Raimondo Scoppa (March 22, 1820, Naples - after 1890) was an Italian painter of historical subjects and landscapes.

==Life and work==
He attended the Accademia di Belle Arti in Naples, where he studied with Gabriele Smargiassi, one of the leaders of the School of Posillipo. His debut came at the Bourbon Exhibition of 1841, with a view of the main pier at the Port of Naples. He would be a regular participant in the biennial exhibitions from 1843 to 1859, the final one held before Italian Unification.

The most notable works he exhibited include The Ideal Battle (1851), set in the late Middle Ages, The Prayer in the Garden (1855), and Bice led to the Castle of Rosate (1859), a painting inspired by Marco Visconti, a novel by Tommaso Grossi. It was awarded a gold medal and is now kept at the Palazzo del Circolo della Stampa .

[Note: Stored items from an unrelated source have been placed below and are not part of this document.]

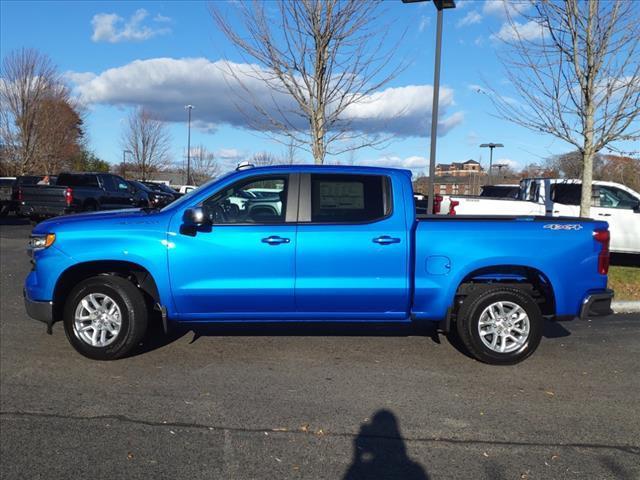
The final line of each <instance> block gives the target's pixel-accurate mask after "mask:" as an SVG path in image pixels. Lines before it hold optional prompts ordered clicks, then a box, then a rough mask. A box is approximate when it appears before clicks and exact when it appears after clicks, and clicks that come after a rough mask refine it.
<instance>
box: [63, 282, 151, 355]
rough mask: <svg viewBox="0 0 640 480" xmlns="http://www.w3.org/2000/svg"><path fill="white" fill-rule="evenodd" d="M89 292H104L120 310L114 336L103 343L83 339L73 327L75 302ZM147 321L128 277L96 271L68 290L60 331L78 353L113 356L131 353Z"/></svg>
mask: <svg viewBox="0 0 640 480" xmlns="http://www.w3.org/2000/svg"><path fill="white" fill-rule="evenodd" d="M92 293H97V294H103V295H108V296H109V297H110V298H111V299H113V301H114V302H115V303H116V304H117V305H118V307H119V309H120V312H121V317H120V330H119V332H118V334H117V335H115V340H113V341H112V343H110V344H109V345H106V346H104V347H98V346H92V345H90V344H89V343H87V342H85V341H84V340H82V339H81V338H80V336H79V335H80V334H78V333H77V332H76V330H75V327H74V324H75V311H76V308H77V307H78V304H79V303H80V302H81V301H82V299H83V298H85V297H86V296H87V295H89V294H92ZM147 321H148V316H147V307H146V304H145V300H144V296H143V295H142V292H141V291H140V290H139V289H138V288H137V287H136V286H135V285H134V284H133V283H131V282H130V281H129V280H127V279H125V278H122V277H117V276H115V275H99V276H96V277H91V278H88V279H87V280H84V281H83V282H82V283H81V284H79V285H77V286H76V287H75V288H74V289H73V290H72V291H71V293H70V294H69V296H68V297H67V301H66V303H65V306H64V331H65V334H66V335H67V339H68V340H69V343H71V345H72V346H73V348H75V349H76V350H77V351H78V352H79V353H81V354H82V355H84V356H85V357H88V358H91V359H94V360H116V359H118V358H122V357H124V356H126V355H128V354H129V353H131V351H132V350H133V349H134V348H135V347H136V346H137V345H138V344H139V343H140V341H141V340H142V338H143V337H144V334H145V332H146V330H147Z"/></svg>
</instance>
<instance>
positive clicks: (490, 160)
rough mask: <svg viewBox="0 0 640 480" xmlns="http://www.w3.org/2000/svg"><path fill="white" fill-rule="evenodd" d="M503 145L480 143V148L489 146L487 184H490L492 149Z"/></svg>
mask: <svg viewBox="0 0 640 480" xmlns="http://www.w3.org/2000/svg"><path fill="white" fill-rule="evenodd" d="M501 147H504V145H502V144H501V143H482V144H480V148H489V185H491V169H492V168H493V149H494V148H501Z"/></svg>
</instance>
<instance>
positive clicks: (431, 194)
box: [402, 0, 456, 214]
mask: <svg viewBox="0 0 640 480" xmlns="http://www.w3.org/2000/svg"><path fill="white" fill-rule="evenodd" d="M424 1H427V0H402V3H417V2H424ZM433 4H434V5H435V7H436V10H437V12H438V13H437V22H436V57H435V66H434V71H433V102H432V106H431V145H430V147H431V150H430V153H429V194H428V198H427V212H428V214H431V213H433V199H434V197H435V170H436V138H437V135H438V99H439V95H440V56H441V52H442V10H444V9H445V8H456V2H455V1H454V0H433Z"/></svg>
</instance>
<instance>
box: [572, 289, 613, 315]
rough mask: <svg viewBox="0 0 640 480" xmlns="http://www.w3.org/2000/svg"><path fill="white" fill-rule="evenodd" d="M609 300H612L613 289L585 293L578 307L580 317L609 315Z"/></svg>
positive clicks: (609, 302) (612, 297)
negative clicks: (583, 299) (583, 298)
mask: <svg viewBox="0 0 640 480" xmlns="http://www.w3.org/2000/svg"><path fill="white" fill-rule="evenodd" d="M611 300H613V290H605V291H603V292H598V293H592V294H589V295H587V296H586V297H585V299H584V300H583V301H582V307H580V319H581V320H584V319H585V318H589V317H598V316H601V315H611V314H612V313H613V310H611Z"/></svg>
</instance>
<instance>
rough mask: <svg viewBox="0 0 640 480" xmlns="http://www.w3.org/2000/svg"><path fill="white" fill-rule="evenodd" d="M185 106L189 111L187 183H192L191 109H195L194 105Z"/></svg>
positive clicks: (187, 152)
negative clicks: (191, 174)
mask: <svg viewBox="0 0 640 480" xmlns="http://www.w3.org/2000/svg"><path fill="white" fill-rule="evenodd" d="M184 108H185V109H186V110H188V111H189V127H188V134H187V185H191V110H193V105H185V106H184Z"/></svg>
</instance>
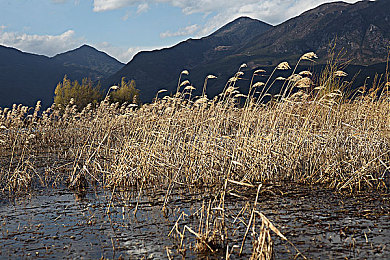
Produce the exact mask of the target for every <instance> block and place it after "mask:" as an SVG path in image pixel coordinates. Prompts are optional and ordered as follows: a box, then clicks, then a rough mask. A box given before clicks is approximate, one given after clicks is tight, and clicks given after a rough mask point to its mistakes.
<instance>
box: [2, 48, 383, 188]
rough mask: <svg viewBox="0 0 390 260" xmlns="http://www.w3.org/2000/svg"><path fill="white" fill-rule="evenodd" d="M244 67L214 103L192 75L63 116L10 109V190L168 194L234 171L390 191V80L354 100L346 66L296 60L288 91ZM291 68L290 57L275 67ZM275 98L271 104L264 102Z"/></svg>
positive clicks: (326, 184)
mask: <svg viewBox="0 0 390 260" xmlns="http://www.w3.org/2000/svg"><path fill="white" fill-rule="evenodd" d="M313 55H315V54H313V53H309V54H305V55H304V56H302V58H301V59H300V61H301V60H305V59H306V60H307V59H309V60H311V59H313V58H315V56H313ZM297 65H298V64H297ZM244 68H245V66H241V67H240V70H239V71H238V72H237V73H236V74H235V75H234V76H233V77H232V78H231V79H230V80H229V82H228V83H227V84H226V86H225V89H224V91H223V92H222V93H221V94H220V95H219V96H217V97H216V98H214V99H212V100H209V99H208V98H207V96H206V95H205V93H206V84H207V79H210V78H213V76H212V75H210V76H208V77H207V78H206V80H205V85H204V86H203V91H202V92H203V94H202V96H201V97H200V98H197V99H196V98H193V97H192V91H193V87H192V86H190V85H189V84H190V83H189V82H185V84H181V82H180V81H179V83H178V88H177V93H176V95H174V96H173V97H170V96H165V97H163V98H160V97H159V96H158V95H157V96H156V99H155V101H154V102H153V103H152V104H144V105H142V106H141V107H139V108H138V107H136V105H134V104H124V105H122V106H119V105H118V104H110V103H109V102H108V101H109V100H108V99H109V97H107V98H106V99H105V100H104V101H102V102H101V103H100V104H99V105H98V106H96V107H93V106H92V105H89V106H88V107H86V108H85V109H84V110H83V111H81V112H78V111H77V108H76V107H75V106H74V105H73V104H72V103H70V104H69V105H68V106H67V107H66V109H65V112H63V113H60V112H59V111H58V110H56V109H55V106H53V107H52V108H49V109H48V110H46V111H43V112H42V113H41V115H40V113H39V110H40V104H37V106H36V107H35V108H28V107H25V106H22V105H14V106H13V107H12V108H11V109H8V108H4V109H1V110H0V144H1V146H0V162H1V167H0V178H1V179H0V187H1V190H2V191H3V192H8V193H14V192H18V191H26V190H28V189H29V188H31V187H32V186H33V184H34V183H35V184H37V185H58V184H61V183H66V184H68V185H69V186H70V187H72V188H77V187H85V186H86V185H90V184H92V183H98V184H100V185H102V186H103V187H106V188H111V189H128V188H135V189H139V190H142V189H144V188H146V187H151V186H159V187H165V188H167V189H168V192H169V191H170V190H172V189H173V188H175V187H178V186H186V187H192V188H196V187H201V186H209V187H217V186H218V187H221V186H222V185H223V183H224V180H226V179H231V180H235V181H239V182H244V183H254V182H272V181H293V182H300V183H305V184H308V185H317V184H322V185H327V186H329V187H332V188H334V189H336V190H348V191H359V190H362V189H382V188H386V182H385V179H386V178H387V177H388V175H389V174H390V172H389V171H390V168H389V167H390V117H389V115H390V93H389V84H390V83H388V82H384V83H383V84H378V85H377V86H376V88H375V89H372V90H371V91H367V90H365V89H363V90H362V89H360V92H357V93H355V94H354V95H353V98H352V99H348V98H347V97H346V96H345V92H344V88H345V87H346V86H347V85H346V84H345V83H344V82H343V80H342V77H343V76H344V74H343V72H342V71H340V70H338V68H337V66H335V65H331V66H330V67H328V68H327V69H326V70H325V71H324V72H323V73H322V75H321V76H320V77H319V78H317V79H315V78H314V77H312V76H311V73H310V72H308V71H303V72H297V71H296V68H297V66H296V67H295V69H294V70H293V72H292V74H291V76H290V77H288V78H287V79H285V78H278V80H283V81H284V84H283V87H282V89H281V91H280V93H279V94H278V95H275V96H271V95H270V94H269V93H268V90H269V89H270V88H271V87H272V84H274V82H275V81H274V82H271V80H268V81H267V82H255V80H254V78H256V77H255V76H256V75H253V76H252V75H251V76H252V83H251V87H250V92H249V94H248V95H244V94H242V93H240V92H239V91H240V90H239V88H237V86H236V82H238V81H239V80H240V78H241V77H243V74H244V72H242V70H243V69H244ZM289 68H290V67H289V66H288V64H287V63H281V64H280V65H279V66H278V67H276V68H275V70H274V71H273V72H272V75H273V74H274V73H277V71H278V70H279V69H289ZM256 73H257V74H259V73H264V71H263V70H257V71H255V74H256ZM270 79H271V77H270ZM186 85H187V86H186ZM162 92H163V91H161V92H160V93H162ZM160 93H158V94H160ZM266 98H271V101H269V102H268V103H264V102H262V101H263V100H265V99H266Z"/></svg>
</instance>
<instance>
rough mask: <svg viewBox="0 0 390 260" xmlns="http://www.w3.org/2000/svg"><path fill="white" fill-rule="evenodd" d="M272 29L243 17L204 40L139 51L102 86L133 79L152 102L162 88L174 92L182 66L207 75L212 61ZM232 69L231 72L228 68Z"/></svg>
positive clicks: (108, 79)
mask: <svg viewBox="0 0 390 260" xmlns="http://www.w3.org/2000/svg"><path fill="white" fill-rule="evenodd" d="M270 28H272V26H271V25H269V24H266V23H264V22H261V21H258V20H255V19H251V18H248V17H241V18H238V19H236V20H234V21H233V22H230V23H228V24H227V25H225V26H223V27H222V28H220V29H219V30H217V31H216V32H214V33H213V34H211V35H209V36H207V37H203V38H201V39H188V40H186V41H184V42H181V43H179V44H177V45H175V46H173V47H171V48H165V49H162V50H155V51H145V52H140V53H138V54H137V55H136V56H135V57H134V58H133V59H132V60H131V61H130V62H129V63H128V64H127V65H126V66H125V67H123V68H122V69H121V70H119V71H118V72H117V73H115V74H114V75H112V76H111V77H109V78H108V79H107V80H104V81H103V86H110V85H112V84H117V83H118V82H120V80H121V78H122V77H126V78H127V79H134V80H135V81H136V83H137V88H138V89H140V91H141V94H140V97H141V99H142V101H143V102H148V101H151V100H152V98H153V97H154V96H155V95H156V92H157V91H158V90H159V89H161V88H167V89H168V90H169V91H173V90H174V89H176V86H177V79H178V77H179V74H180V72H181V71H182V70H183V69H189V70H190V71H191V78H194V77H195V75H194V74H193V73H192V71H195V70H196V69H198V68H201V73H199V77H198V76H196V78H198V79H201V78H204V76H205V75H204V71H205V70H206V71H207V67H208V66H209V64H212V63H213V62H214V61H216V60H221V59H223V58H224V57H226V56H229V55H232V54H234V53H235V52H236V51H237V50H238V49H239V48H241V47H242V46H243V45H245V44H247V43H249V42H250V40H251V38H253V37H256V36H259V35H261V34H263V33H264V32H266V31H268V30H269V29H270ZM225 72H229V71H225Z"/></svg>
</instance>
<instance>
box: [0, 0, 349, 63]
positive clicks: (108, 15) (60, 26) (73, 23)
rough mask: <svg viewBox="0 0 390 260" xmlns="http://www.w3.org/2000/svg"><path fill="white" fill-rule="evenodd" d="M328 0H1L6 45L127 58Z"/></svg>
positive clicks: (129, 58)
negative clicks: (87, 49) (98, 51)
mask: <svg viewBox="0 0 390 260" xmlns="http://www.w3.org/2000/svg"><path fill="white" fill-rule="evenodd" d="M326 2H332V1H327V0H143V1H142V0H0V45H4V46H8V47H14V48H17V49H19V50H22V51H25V52H30V53H36V54H42V55H46V56H49V57H52V56H54V55H56V54H58V53H62V52H65V51H68V50H72V49H75V48H77V47H79V46H81V45H83V44H88V45H91V46H93V47H95V48H97V49H98V50H101V51H104V52H106V53H108V54H109V55H111V56H113V57H115V58H116V59H118V60H119V61H121V62H123V63H127V62H129V61H130V60H131V58H132V57H133V56H134V55H135V54H136V53H137V52H139V51H141V50H153V49H160V48H164V47H170V46H173V45H175V44H177V43H179V42H180V41H183V40H186V39H188V38H200V37H203V36H207V35H209V34H210V33H212V32H214V31H215V30H217V29H218V28H220V27H222V26H223V25H225V24H226V23H228V22H230V21H233V20H234V19H236V18H238V17H240V16H249V17H251V18H255V19H259V20H261V21H264V22H267V23H269V24H272V25H277V24H280V23H282V22H283V21H286V20H287V19H289V18H292V17H294V16H297V15H299V14H301V13H303V12H304V11H306V10H309V9H312V8H314V7H316V6H318V5H320V4H322V3H326ZM344 2H349V3H355V2H357V1H356V0H344Z"/></svg>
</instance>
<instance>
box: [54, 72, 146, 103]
mask: <svg viewBox="0 0 390 260" xmlns="http://www.w3.org/2000/svg"><path fill="white" fill-rule="evenodd" d="M54 95H55V96H54V103H55V104H56V106H57V107H60V108H61V107H62V108H64V107H66V106H67V105H69V104H70V103H71V100H73V101H72V103H73V104H74V105H76V106H77V108H78V109H79V110H82V109H83V108H84V107H86V106H87V105H88V104H90V103H91V104H97V103H99V102H100V101H102V100H103V99H105V98H108V100H109V101H110V102H111V103H119V104H123V103H125V102H127V103H135V104H138V103H139V102H140V101H139V90H138V89H137V88H136V84H135V81H134V80H131V81H126V79H125V78H124V77H123V78H122V80H121V83H120V85H119V86H114V87H111V88H110V89H109V91H108V93H107V94H106V93H104V91H103V90H102V88H101V85H100V82H98V83H97V84H94V83H93V82H92V80H91V79H88V78H84V79H83V80H82V82H81V84H80V83H79V82H78V81H77V80H75V81H72V80H70V79H69V78H68V77H67V76H66V75H65V77H64V79H63V80H62V82H59V83H58V84H57V87H56V89H55V91H54Z"/></svg>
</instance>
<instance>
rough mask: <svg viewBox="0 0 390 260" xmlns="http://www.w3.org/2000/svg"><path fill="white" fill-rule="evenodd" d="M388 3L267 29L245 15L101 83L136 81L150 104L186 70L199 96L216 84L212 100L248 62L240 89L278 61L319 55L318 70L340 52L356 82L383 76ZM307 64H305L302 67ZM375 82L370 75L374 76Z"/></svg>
mask: <svg viewBox="0 0 390 260" xmlns="http://www.w3.org/2000/svg"><path fill="white" fill-rule="evenodd" d="M388 10H390V1H388V0H377V1H375V2H373V1H360V2H357V3H355V4H349V3H344V2H333V3H328V4H323V5H320V6H318V7H317V8H314V9H312V10H309V11H307V12H304V13H302V14H301V15H299V16H297V17H294V18H292V19H289V20H287V21H286V22H284V23H281V24H279V25H277V26H271V25H269V24H265V23H262V22H259V21H257V20H253V19H250V18H247V17H242V18H239V19H237V20H235V21H233V22H231V23H229V24H227V25H225V26H224V27H222V28H221V29H219V30H218V31H216V32H215V33H213V34H211V35H209V36H207V37H204V38H201V39H198V40H193V39H189V40H187V41H184V42H181V43H179V44H177V45H176V46H173V47H171V48H167V49H162V50H156V51H149V52H140V53H138V54H137V55H136V56H135V57H134V58H133V60H131V61H130V62H129V63H128V64H126V66H124V67H123V68H122V69H120V70H119V71H118V72H117V73H115V74H114V75H112V76H110V77H109V78H108V79H106V80H105V81H104V82H105V85H110V84H113V83H114V82H118V81H119V79H120V78H121V77H127V78H131V79H134V80H135V81H136V83H137V86H138V88H139V89H140V90H141V99H142V100H143V101H144V102H149V101H150V100H151V99H152V98H153V97H154V96H155V93H156V92H157V91H158V90H159V89H167V90H168V91H169V92H171V93H172V92H174V91H175V90H176V86H177V80H178V77H179V74H180V71H181V70H183V69H188V70H189V71H190V75H189V80H190V81H191V82H192V83H193V84H194V86H195V87H196V88H197V90H198V92H197V93H198V94H199V93H200V89H201V88H202V85H203V80H204V78H205V77H206V76H207V75H208V74H213V75H216V76H217V77H218V78H217V79H216V80H213V81H210V82H209V83H208V90H207V94H208V95H209V96H211V97H212V96H214V95H216V94H218V93H220V91H221V90H222V88H223V87H224V85H225V83H226V81H227V80H228V79H229V78H230V77H231V76H232V75H233V74H234V73H235V72H236V71H237V69H238V68H239V66H240V65H241V64H242V63H246V64H247V65H248V68H246V71H247V72H248V73H246V79H247V81H246V82H245V81H244V82H241V83H240V84H241V85H240V87H242V88H243V89H245V88H247V87H248V85H249V78H250V76H251V73H250V72H252V71H253V70H255V69H258V68H262V69H266V70H267V71H268V70H272V68H270V67H272V66H275V65H277V64H278V63H279V62H281V61H288V62H290V63H292V64H294V63H296V62H297V60H298V59H299V57H300V56H301V55H302V54H304V53H306V52H311V51H313V52H315V53H316V54H317V55H318V56H319V60H318V61H317V63H316V66H317V67H320V68H321V67H323V66H321V65H323V64H326V62H327V60H328V58H329V53H330V52H331V51H334V52H335V53H336V54H338V53H340V52H342V53H343V54H342V55H341V56H342V59H344V60H348V61H349V62H350V63H351V64H353V66H350V67H349V68H347V69H346V70H347V72H349V74H351V75H350V76H351V77H350V78H349V79H351V78H352V77H353V76H354V74H355V73H356V72H359V71H360V76H358V77H357V78H356V79H355V80H356V81H357V82H356V83H357V84H360V83H361V82H362V81H364V79H365V78H364V77H366V76H367V75H369V74H370V73H372V71H374V70H375V69H379V71H376V72H378V73H383V72H384V70H385V68H386V66H385V65H384V63H385V62H386V60H387V57H388V51H389V49H388V47H389V46H390V13H389V12H388ZM305 64H307V66H309V65H311V64H310V63H303V65H305ZM372 78H373V77H372Z"/></svg>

He also painted The Cliff of Capo d'Urso (1854), commissioned by the Bourbon King Ferdinand II, and now in the Royal Palace of Naples.

During his later years, he focused on seascapes and historical landscapes with contemporary additions. From 1862 to 1884 he was a regular exhibitor at the "Society for the Promotion of the Fine Arts", as well as at exhibitions in Florence, Milan, Genoa and Turin. His son Gustavo also became a landscape painter.